Rien qu’en 2014, les deux pays ont signé pour 5,2 milliards d’euros de contrat, soit 24 Rafale, une frégate FREMM et des missiles de courte et moyenne portée, vendus à l’Egypte par la France. Aujourd’hui, le rapprochement des deux puissances semble s’approfondir alors que l’Égypte est devenu l’un des meilleurs clients du groupe français DCNS. Ceci après avoir également acheté en 2015 quatre petites corvettes Gowind, pour un total d’un milliard d’euros.

Face aux offensives de l’Etat islamique sur sa frontière avec la Libye et dans le désert du Sinaï, le gouvernement égyptien a décidé, à l’automne 2014, de renforcer son armement. En se tournant vers la France plutôt que vers les Américains, al-Sissi a montré qu’il était prêt à pleinement collaborer avec Paris. Les négociations ont a d’ailleurs abouti en un temps record : à peine cinq mois. En marge de cet approfondissement de leur partenariat stratégique, le Caire est également candidat au rachat des deux navires de guerre Mistral construits par la France pour la Russie, aux côtés de l’Arabie Saoudite.

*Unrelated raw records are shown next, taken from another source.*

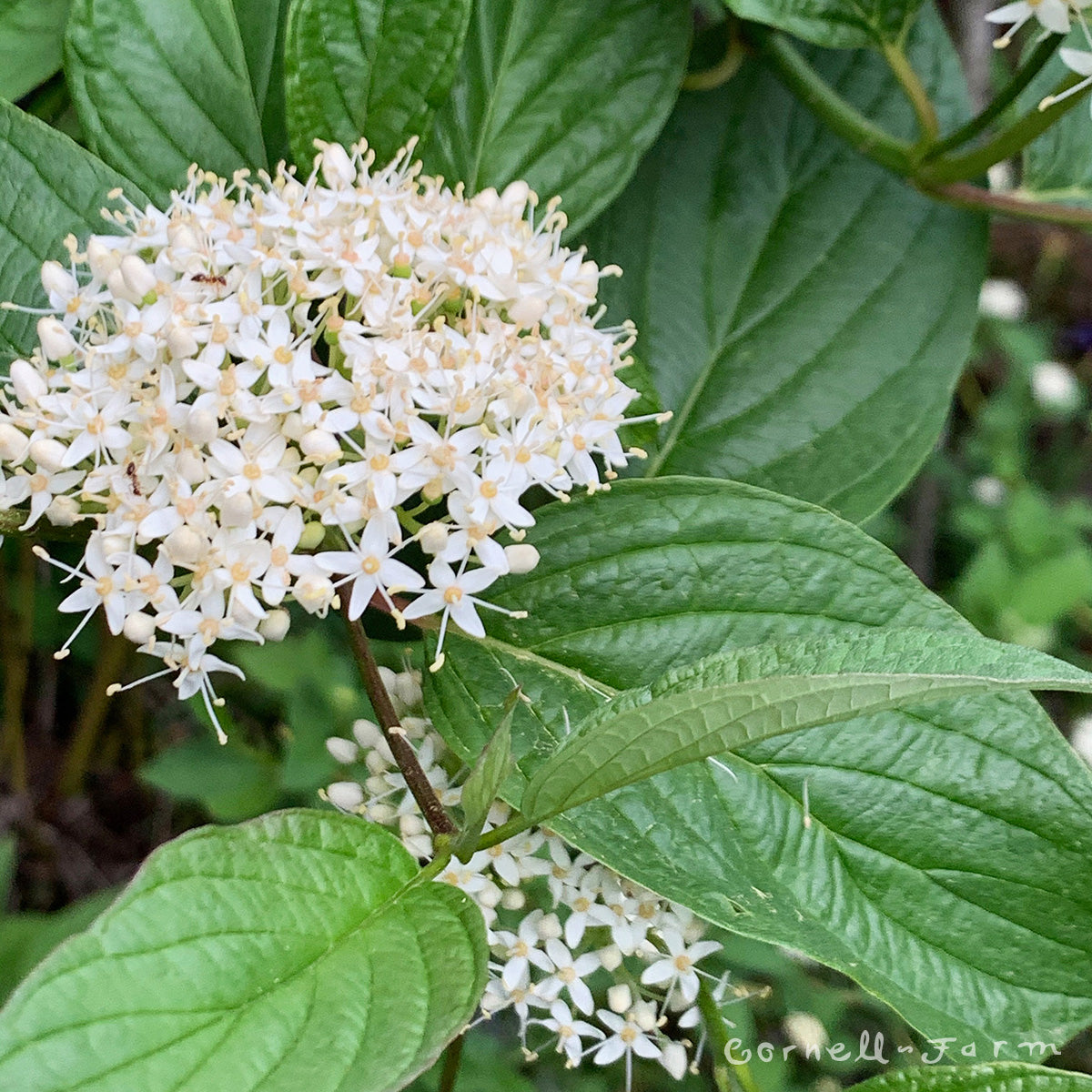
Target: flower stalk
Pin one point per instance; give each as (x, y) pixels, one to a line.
(437, 818)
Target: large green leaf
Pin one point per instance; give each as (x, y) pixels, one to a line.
(1057, 167)
(562, 97)
(159, 86)
(844, 23)
(945, 861)
(804, 312)
(49, 187)
(262, 31)
(369, 68)
(729, 700)
(999, 1077)
(282, 954)
(31, 34)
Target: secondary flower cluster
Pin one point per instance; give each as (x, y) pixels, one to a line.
(1057, 16)
(267, 391)
(592, 965)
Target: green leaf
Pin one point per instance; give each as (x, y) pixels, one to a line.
(26, 938)
(159, 86)
(805, 314)
(369, 68)
(49, 187)
(835, 23)
(30, 44)
(483, 785)
(1057, 167)
(255, 956)
(945, 857)
(729, 700)
(232, 782)
(262, 31)
(562, 99)
(997, 1077)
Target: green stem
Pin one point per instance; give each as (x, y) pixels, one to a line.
(502, 834)
(1005, 146)
(977, 199)
(109, 664)
(419, 784)
(1002, 101)
(452, 1059)
(727, 1077)
(911, 83)
(842, 117)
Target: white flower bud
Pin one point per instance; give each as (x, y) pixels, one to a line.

Lors de l’inauguration du nouveau canal de Suez, au sein de la parade navale, figurait en bonne place la frégate FREMM vendue par la France. Les Rafales récemment livrés ont pu ensuite survoler le Canal, avant que d’autres avions militaires ne dessinent dans le ciel un coeur aux couleurs du drapeau égyptien. La place centrale réservée à l’hexagone lors de ces cérémonies en dit long. Quarante ans après la guerre d’octobre 1956, au cours de laquelle Israël, la France et la Grande-Bretagne ont tenté de récupérer le canal de Suez nationalisé par Nasser, l’inauguration du nouveau canal de Suez prouve que l’Egypte et la France sont au seuil d’une nouvelle étape politico-stratégique, mais également commerciale, prometteuse pour les deux pays.